No surprise here, but the Drocon’s camera was the worst. The grainy picture looked like something seen through the lens of a cell phone camera circa 2003. It’s laughable, actually.
The Mambo is much better, but it isn’t great. In our testing, the lens actually ended up acquiring a bunch of dust that led to oddly foggy images. After we cleaned off the lens and tested again, though, the images were sharper, but the fogginess wasn’t entirely gone. Again, you’d be able to see where you were going if you wanted to use the drone in FPV mode (that’s where you wear a headset and use the drone’s camera as your eyes). You wouldn’t want to take photos with the Mambo, though.
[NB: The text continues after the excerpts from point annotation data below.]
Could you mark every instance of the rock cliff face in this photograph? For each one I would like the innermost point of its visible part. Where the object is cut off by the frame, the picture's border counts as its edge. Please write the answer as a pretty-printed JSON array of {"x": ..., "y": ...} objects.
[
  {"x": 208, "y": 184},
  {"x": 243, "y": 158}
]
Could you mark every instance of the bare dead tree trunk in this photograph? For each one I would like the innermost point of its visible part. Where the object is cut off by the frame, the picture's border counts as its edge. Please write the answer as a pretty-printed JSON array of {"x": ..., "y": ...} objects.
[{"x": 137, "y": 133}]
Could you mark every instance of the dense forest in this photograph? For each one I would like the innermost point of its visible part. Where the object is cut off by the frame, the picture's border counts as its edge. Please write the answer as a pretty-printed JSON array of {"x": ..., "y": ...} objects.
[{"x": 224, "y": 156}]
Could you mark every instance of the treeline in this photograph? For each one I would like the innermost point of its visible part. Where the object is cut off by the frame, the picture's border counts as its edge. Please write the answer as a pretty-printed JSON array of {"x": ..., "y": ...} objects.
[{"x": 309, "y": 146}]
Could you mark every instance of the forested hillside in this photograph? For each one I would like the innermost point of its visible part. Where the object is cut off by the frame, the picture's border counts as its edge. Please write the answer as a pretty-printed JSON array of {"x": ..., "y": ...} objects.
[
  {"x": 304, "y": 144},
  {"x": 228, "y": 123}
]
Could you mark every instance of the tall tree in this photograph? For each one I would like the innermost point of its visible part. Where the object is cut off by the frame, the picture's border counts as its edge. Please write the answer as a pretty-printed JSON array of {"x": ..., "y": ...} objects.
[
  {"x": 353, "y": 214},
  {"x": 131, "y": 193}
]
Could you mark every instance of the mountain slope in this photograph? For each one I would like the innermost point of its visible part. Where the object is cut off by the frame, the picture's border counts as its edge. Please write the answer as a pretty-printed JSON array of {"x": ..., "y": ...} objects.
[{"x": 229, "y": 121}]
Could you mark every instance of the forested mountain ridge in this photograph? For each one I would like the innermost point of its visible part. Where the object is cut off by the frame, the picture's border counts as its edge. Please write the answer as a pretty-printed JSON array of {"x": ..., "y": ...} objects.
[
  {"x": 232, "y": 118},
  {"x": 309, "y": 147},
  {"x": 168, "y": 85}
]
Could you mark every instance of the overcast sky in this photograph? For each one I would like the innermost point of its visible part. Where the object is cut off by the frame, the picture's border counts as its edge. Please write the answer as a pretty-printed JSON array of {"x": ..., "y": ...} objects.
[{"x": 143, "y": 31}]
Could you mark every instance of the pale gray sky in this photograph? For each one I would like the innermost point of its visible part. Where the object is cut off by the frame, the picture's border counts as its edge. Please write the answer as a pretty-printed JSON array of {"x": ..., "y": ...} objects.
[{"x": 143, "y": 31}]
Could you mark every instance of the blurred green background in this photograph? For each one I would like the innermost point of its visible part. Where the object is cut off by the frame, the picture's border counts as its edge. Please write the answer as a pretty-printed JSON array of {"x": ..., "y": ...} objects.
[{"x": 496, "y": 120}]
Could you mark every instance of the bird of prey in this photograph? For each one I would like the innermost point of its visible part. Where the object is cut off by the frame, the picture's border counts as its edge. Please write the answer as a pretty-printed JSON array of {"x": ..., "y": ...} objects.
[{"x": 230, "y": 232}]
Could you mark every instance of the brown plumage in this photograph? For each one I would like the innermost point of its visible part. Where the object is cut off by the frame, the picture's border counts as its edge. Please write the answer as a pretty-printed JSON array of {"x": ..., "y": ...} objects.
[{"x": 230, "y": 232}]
The Parrot Mambo FPV’s camera could get foggy in flight, which makes for bad photos and videos.Photo: Adam Clark Estes (Gizmodo)
So no surprises again. The Tello bested the other two drones in camera quality. While recorded video comes out shaky due to wind — this was true for all three cameras — the still image quality from the Tello’s camera was impressive to say the least. We took a photo of midtown Manhattan, and the you can make out the tiniest details, just as you’d expect from any camera that captures HD images.
Winner: Ryze Tello
Winner Winner
The Ryze Tello simply smokes its competitors. And at $170, the little DJI-powered drone is a no-brainer of a deal. If you spend a few extra bucks on a Bluetooth controller, you can easily learn to fly on the Tello, and thanks to the surprisingly good camera, you can learn to become an aerial photographer, too.
Inevitably, however, cheap drones are fancy toys that will serve as a gateway to fancier toys: quadcopters like the DJI Mavic Air or even the Phantom 4. And before you spend $1500 or more on one of these for aerial photography, you should definitely spend some time with a cheap drone. They survive crashes better. They’re smaller and safer. And for some, they’re more fun. The Ryze Tello is definitely all of these things.